Unlike surgery, mechanical traction, and other invasive forms of treatment, using a Teeter is a gentle, passive way to target pain at the source and care for all weight-bearing joints. This progressive form of traction allows each joint to be decompressed by the same weight that compresses it while upright. Reverse loading stimulates fluid and nutrition to the soft tissue of the joints, enhancing shock absorption and lubrication. Inverted movement encourages realignment and improves flexibility. To put it simply, inverted decompression creates an ideal stretch that targets back pain by helping to 1) rehydrate discs, 2) reduce nerve pressure, 3) realign the spine and 4) relax tense muscles.
Using a Teeter helps in the relief of back pain in four ways:
- Rehydrate discs: Clinical studies show that when inverted the separation between the vertebrae increases, this allows for moisture to be absorbed into the soft tissue of the discs, increasing the nutrient content as well as plumping the discs for better shock absorption and flexibility.
- Reduce nerve pressure: The height of the discs relates to the size of the passageway for the nerve roots to exit from the spinal column, so a plump hydrated disc creates maximum clearance, helping to alleviate any pressure or pinching of the nerve root.
- Realign the spine: The traction applied also decompresses the spine to create an environment where misalignments can naturally fall back into place.
- Relax tense muscles: Muscles are gently stretched as circulation is increased, helping to reduce tension.
Taking Care of Discs
The inner core of your discs is made of jelly-like material that provides the flexibility and “cushioning” in your back.
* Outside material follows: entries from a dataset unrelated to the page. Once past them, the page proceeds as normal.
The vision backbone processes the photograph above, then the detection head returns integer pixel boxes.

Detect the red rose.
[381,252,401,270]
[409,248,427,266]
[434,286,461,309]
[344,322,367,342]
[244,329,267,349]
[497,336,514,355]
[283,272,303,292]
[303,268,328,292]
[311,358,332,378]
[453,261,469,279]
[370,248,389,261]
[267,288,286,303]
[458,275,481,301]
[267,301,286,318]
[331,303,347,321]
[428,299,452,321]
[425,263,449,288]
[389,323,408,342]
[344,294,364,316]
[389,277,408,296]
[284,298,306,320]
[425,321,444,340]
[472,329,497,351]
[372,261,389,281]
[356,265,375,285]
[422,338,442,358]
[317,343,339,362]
When you are sitting, standing, exercising, or doing other weight-bearing activities, fluid is squeezed out of your discs and into adjacent soft tissue, just as moisture can be squeezed out of a sponge. As a result, your discs lose some of their height. To prove this fact, measure yourself in the morning and then again at night. You will lose half-an-inch to three-fourths-of-an-inch in height by the end of the day. (To see this change you can measure your true height or measure your waist. Height loss can be seen in the size of the waist because although you are shorter your body mass is the same and therefore the ‘column’ of your body increases in diameter).
When you are lying down the compression in the spine is reduced enough to allow the discs to slowly reabsorb moisture and nutrition over the many hours you sleep. However, the discs may not always maintain their full height capacity, creating a total accumulation of height loss of up to two-inches in a life-time.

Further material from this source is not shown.